Mary’s GP prescribed her anti-depressants to help cope with these feelings. She had counselling from a charity for a while, but after the sessions ended, she had a relapse, “I was put on the list for counselling again a few months ago and I still haven’t seen anyone,” she says.
It’s this lack of institutional support that moved Mary to start attending peer support groups. While she did not feel that she could talk to her family about her HIV status (she is originally from West Africa, where she says HIV comes with the stigma of promiscuity), she did feel able to talk to other women who are positive.
Women with HIV need a place to come together... But who provides the funding?
“Women only peer support spaces are needed,” she says. “I find when women meet in their own space it’s easier to find the confidence to talk… and then when they go out into a wider group, they feel better speaking and making contributions.”
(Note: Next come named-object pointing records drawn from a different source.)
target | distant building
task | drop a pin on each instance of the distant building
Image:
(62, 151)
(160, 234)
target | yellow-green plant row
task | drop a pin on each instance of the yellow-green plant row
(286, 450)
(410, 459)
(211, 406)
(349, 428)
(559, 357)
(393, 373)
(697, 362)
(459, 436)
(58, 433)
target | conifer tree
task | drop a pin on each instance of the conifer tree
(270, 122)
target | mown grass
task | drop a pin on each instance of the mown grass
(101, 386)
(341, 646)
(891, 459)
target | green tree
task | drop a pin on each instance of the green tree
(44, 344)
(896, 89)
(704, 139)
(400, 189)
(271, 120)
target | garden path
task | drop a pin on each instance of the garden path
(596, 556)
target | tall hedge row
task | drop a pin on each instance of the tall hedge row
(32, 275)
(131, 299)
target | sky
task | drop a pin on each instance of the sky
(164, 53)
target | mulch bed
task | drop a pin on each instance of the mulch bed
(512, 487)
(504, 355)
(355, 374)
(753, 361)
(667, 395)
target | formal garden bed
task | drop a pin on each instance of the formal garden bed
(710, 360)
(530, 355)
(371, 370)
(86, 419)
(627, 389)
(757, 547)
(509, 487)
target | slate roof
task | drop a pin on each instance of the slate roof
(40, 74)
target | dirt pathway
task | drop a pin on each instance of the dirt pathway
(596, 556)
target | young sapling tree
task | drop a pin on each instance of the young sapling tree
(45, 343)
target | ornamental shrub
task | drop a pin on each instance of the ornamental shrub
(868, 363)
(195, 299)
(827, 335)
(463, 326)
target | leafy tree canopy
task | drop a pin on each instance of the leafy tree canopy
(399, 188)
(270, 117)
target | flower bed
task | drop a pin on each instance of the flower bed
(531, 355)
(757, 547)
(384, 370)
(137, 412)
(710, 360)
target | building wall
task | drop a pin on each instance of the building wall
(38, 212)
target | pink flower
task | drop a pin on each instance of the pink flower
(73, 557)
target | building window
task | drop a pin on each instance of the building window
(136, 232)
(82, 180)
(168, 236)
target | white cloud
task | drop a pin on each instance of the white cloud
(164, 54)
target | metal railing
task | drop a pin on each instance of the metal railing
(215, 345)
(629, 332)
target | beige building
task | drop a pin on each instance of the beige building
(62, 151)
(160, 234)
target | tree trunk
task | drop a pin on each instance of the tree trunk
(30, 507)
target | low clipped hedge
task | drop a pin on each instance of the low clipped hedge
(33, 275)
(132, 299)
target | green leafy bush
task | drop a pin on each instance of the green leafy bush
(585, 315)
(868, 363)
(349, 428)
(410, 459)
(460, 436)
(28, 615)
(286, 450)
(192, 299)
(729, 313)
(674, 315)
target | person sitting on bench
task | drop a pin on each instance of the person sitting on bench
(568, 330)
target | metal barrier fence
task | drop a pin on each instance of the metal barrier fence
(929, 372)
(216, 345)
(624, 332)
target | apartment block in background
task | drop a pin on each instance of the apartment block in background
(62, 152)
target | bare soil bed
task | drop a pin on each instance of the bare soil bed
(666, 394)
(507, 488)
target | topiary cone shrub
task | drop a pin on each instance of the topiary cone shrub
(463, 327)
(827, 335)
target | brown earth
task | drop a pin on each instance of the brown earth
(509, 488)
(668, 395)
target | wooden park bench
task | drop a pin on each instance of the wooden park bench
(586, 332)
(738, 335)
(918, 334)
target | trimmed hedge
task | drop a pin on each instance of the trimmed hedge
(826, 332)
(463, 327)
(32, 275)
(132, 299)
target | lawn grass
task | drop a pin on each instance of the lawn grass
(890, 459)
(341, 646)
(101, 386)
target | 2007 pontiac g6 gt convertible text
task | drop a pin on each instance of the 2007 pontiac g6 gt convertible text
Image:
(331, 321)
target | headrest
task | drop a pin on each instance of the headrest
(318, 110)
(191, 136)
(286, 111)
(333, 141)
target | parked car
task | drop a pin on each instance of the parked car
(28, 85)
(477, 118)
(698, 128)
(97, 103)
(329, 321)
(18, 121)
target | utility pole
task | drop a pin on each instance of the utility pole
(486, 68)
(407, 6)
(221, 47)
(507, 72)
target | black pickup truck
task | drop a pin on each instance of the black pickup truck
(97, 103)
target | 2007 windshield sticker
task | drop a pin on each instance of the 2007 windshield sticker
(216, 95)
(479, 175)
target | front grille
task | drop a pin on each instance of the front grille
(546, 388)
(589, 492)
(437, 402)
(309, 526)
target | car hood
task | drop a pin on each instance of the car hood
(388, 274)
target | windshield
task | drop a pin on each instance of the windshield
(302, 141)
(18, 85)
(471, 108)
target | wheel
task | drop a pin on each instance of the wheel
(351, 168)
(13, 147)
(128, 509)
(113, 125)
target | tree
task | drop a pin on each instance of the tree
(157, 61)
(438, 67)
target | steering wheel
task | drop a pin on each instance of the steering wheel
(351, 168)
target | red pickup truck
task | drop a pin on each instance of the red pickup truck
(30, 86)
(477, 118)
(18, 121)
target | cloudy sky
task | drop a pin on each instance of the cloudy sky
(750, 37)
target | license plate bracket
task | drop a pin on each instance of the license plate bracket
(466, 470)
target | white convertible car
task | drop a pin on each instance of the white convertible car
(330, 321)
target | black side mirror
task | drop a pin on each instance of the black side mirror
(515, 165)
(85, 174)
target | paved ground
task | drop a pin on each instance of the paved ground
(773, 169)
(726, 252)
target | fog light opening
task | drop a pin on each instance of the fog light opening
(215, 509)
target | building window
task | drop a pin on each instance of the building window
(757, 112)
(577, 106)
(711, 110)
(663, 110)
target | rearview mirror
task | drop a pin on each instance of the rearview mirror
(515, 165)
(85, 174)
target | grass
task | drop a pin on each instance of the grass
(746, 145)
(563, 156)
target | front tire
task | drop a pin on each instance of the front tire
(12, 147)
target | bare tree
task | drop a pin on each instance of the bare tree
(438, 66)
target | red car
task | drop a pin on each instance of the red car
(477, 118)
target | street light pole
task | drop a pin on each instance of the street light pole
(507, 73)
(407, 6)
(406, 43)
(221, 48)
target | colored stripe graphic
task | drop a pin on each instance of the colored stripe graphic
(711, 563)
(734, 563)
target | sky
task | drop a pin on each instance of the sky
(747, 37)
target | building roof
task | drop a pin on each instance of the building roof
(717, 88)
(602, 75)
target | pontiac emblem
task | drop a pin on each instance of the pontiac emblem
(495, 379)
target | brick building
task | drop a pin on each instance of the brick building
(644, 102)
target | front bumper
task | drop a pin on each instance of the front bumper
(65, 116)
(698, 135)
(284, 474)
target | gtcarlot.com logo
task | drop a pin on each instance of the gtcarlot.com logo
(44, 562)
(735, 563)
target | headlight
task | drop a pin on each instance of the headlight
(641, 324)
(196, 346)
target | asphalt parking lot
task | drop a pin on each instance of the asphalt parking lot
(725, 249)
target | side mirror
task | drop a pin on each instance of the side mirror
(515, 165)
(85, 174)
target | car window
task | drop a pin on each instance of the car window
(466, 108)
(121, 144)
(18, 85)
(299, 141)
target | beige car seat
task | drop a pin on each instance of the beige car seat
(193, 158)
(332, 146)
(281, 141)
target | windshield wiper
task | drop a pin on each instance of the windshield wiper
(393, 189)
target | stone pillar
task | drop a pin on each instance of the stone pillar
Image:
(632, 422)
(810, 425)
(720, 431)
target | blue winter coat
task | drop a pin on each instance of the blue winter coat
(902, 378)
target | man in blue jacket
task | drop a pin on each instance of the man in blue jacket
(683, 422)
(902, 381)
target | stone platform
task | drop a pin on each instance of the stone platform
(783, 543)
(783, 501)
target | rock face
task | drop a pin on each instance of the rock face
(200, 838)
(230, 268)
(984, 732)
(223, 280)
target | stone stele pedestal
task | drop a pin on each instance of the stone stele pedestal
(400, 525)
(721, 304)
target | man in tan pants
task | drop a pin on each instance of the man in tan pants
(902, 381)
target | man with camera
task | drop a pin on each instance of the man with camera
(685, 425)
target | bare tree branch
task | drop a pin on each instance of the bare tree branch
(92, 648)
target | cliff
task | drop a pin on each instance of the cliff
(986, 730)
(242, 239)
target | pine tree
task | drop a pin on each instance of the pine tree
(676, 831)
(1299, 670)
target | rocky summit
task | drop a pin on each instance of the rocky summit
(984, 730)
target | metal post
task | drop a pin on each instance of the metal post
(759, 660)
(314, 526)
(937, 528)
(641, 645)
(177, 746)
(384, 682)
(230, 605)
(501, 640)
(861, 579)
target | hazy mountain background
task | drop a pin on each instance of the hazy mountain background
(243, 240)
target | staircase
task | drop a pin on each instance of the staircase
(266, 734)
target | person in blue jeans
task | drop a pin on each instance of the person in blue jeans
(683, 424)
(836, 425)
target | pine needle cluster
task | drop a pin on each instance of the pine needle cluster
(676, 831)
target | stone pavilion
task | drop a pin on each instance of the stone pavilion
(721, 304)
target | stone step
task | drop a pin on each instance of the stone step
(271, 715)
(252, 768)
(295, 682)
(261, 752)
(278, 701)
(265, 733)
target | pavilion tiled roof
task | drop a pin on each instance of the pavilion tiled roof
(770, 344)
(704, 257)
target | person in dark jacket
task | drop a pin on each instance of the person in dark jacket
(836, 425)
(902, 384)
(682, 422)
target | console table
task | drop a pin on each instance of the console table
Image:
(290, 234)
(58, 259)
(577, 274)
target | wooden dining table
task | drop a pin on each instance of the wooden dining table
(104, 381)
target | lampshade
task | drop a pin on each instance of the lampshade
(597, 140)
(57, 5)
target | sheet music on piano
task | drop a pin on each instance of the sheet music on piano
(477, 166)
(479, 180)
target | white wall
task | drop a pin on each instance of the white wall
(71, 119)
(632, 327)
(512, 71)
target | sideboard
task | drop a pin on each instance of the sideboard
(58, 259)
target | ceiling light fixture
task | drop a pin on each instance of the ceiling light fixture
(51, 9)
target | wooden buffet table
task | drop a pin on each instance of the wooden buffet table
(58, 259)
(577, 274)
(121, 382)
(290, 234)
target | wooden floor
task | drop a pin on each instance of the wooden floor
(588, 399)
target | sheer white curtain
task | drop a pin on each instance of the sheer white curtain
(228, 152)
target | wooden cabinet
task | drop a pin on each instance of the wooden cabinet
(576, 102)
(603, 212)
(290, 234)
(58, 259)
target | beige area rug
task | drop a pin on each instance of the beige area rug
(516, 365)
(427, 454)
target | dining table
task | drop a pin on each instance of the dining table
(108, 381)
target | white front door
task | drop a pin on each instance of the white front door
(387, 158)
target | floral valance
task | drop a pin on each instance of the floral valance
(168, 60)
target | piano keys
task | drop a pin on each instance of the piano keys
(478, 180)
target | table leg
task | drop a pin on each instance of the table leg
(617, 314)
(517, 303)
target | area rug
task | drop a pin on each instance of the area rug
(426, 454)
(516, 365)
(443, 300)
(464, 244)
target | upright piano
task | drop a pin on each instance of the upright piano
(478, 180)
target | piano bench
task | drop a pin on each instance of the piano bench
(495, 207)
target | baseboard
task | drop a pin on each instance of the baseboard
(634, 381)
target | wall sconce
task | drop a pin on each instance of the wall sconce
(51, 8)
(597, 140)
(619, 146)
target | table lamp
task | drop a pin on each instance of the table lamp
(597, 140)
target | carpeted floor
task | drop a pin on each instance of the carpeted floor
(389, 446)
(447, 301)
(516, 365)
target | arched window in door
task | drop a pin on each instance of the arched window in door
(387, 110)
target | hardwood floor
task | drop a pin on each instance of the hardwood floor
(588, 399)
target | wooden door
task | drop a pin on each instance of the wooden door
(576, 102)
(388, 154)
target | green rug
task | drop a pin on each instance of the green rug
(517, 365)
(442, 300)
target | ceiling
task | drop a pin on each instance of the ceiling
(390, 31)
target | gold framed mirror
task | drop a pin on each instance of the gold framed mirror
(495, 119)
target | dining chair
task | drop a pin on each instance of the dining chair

Trouble is, these spaces are few and far between. “Women with HIV need a place to come together,” says Mary, “But who provides the funding?” She tells me that Sophia Forum could only afford to support 21 women with HIV on their advocacy training this year, despite their best efforts. That’s 21 out of about 35,000 women living with HIV in the UK.
Part of the problem, says Mary, is that service providers don’t think women need the service. But they do. “Women have got carer roles… I’m trying to run a support group now and I’m finding that because women have got children to look after they cannot find the time to participate… they don’t show up, and because they don’t show up, we don’t know about them.”
Gender-based violence is both a cause and consequence of HIV in the UK and beyond
Research suggests that, as a woman living with HIV, you are also more at risk of domestic violence and emotional abuse. Mary has had personal experience of this, recalling a relationship where a man tried to manipulate her to stay with him, because he said that "nobody else would have her."
Gender-based violence is both a cause and consequence of HIV in the UK and beyond. “But do healthcare professionals know about or offer support around the links between the two?” asks Mary. “No.”
We need to ask why, when there are more women living with HIV than men in the world, it so often seems like women are less of a priority. Women are present within an average of about 20% of clinical trials; they’re missing from the spaces in which decisions about healthcare are made, and they’re also absent from a lot of the discussions about HIV taking place in the mainstream media.
We also need to ask why there's such a serious lack of awareness about HIV prevention among heterosexual female communities compared, for example, with homosexual male communities – with a rising number of gay (and straight) men accessing testing in the UK, and a falling number of women.
“It’s a cycle of invisibility and a lack of information,” says Mary. “Women are left behind... and we’re not okay.”